North Chicago Community High School has a number of Advanced Placement (AP) and Honors courses available to students. The school also has four guidance counselors as well as a university and college counselor available to students. The school is also a member of the Lake County High Schools Tech Campus at the College of Lake County (CLC), which offers career-based college level training to aspiring high school students, while also broadening their exposure to other students and internship opportunities in Lake County, Illinois. This program has been praised for its academic viability and because students have the opportunity to earn three credits (toward both high school and college) for one class during a two-hour period during their school day.

Various colleges, such as Northwestern University and Robert Morris University, make regular visits to North Chicago to attract college-bound students. The school is also home to the North Chicago branch of the I Have a Dream Foundation, which recruits a special group of high achieving students from the grade school level and moves on with them through high school, helping them to complete difficult school work, make important college decisions, and plan their future. The average class size is 14.6, with the number of enrolled students in 2010 recorded at 916. Culture improvements include, implementation of a new student advisory board and volunteer service requirements for graduation.

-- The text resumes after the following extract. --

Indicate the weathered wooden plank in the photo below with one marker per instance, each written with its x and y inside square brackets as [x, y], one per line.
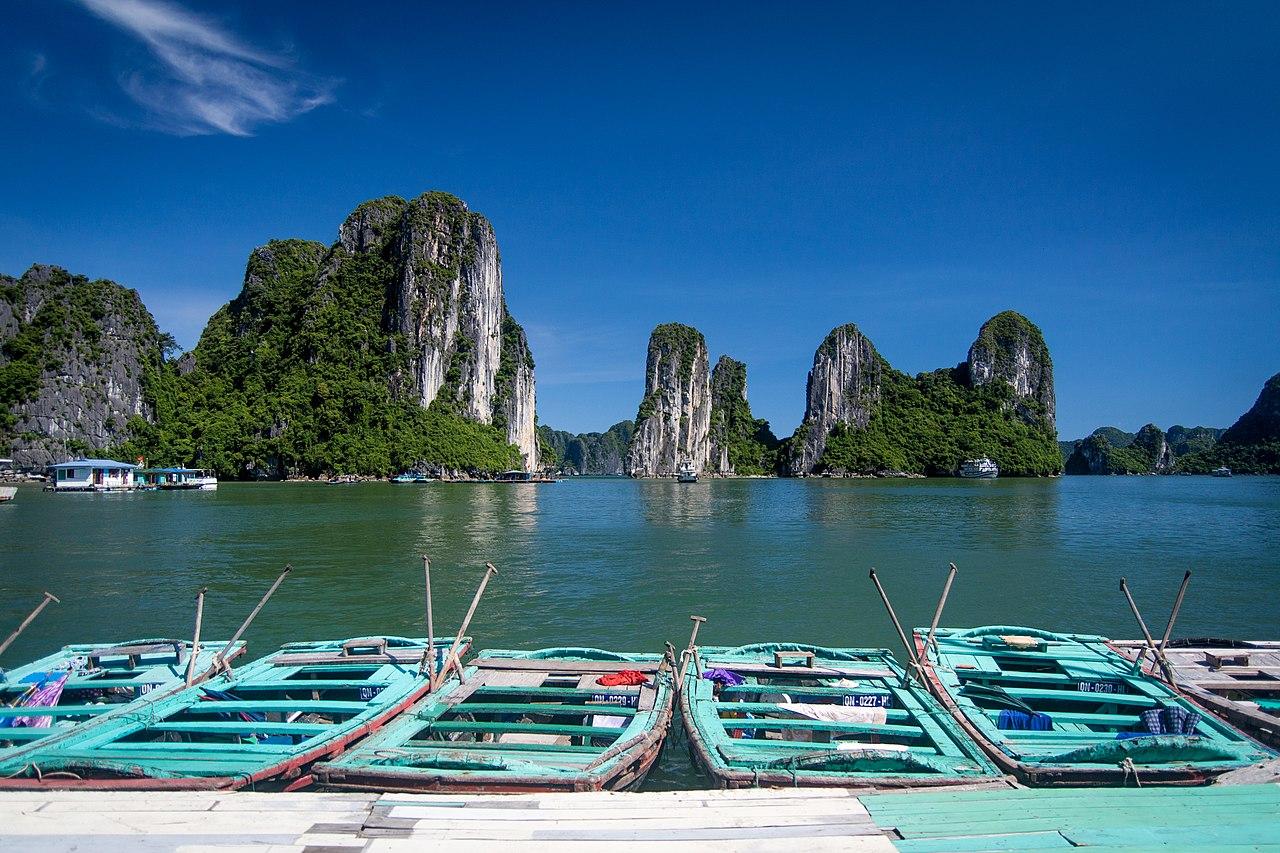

North Chicago hosted a series of restructuring meetings, community members working together to implement effective positive changes.
Recently there has been a turnover of principals and a tightening of school rules and policies as mandated by the District 187 Board of Education and the state of Illinois.

==Athletics==

North Chicago competes in the Northern Lake County Conference and Illinois High School Association. Its mascot is the Warhawks. Various sports are open to participating students during the fall, spring, and winter sports seasons: 1) Fall- Boys football, boys and girls cross country, girls tennis, and girls volleyball and boys soccer; 2) Winter- Boys and girls basketball, girls bowling, and boys and girls wrestling; 3) Spring- Boys and girls track and field, girls soccer, boys volleyball, and boys tennis.

==Notable alumni==
- Terry Link – Illinois State Senator
- Tyrone Smith – Professional Long Jumper, 2008 Olympian
- Tiffany Brooks (designer) – HGTV Design Star Winner, Host of "Most Embarrassing Rooms in America
- Thaddeus Coleman – professional football player
- O'Brien Schofield – former NFL player
- Michael Turner – All-Pro NFL running back

==Notable staff==
- Guy Curtright was the school's athletic director and baseball coach from its opening in 1954 until 1972. He was a former MLB player with the Chicago White Sox.
- Glen Kozlowski was the school's head football coach. He is a former NFL wide receiver (1987–92), having played his entire career for the Chicago Bears.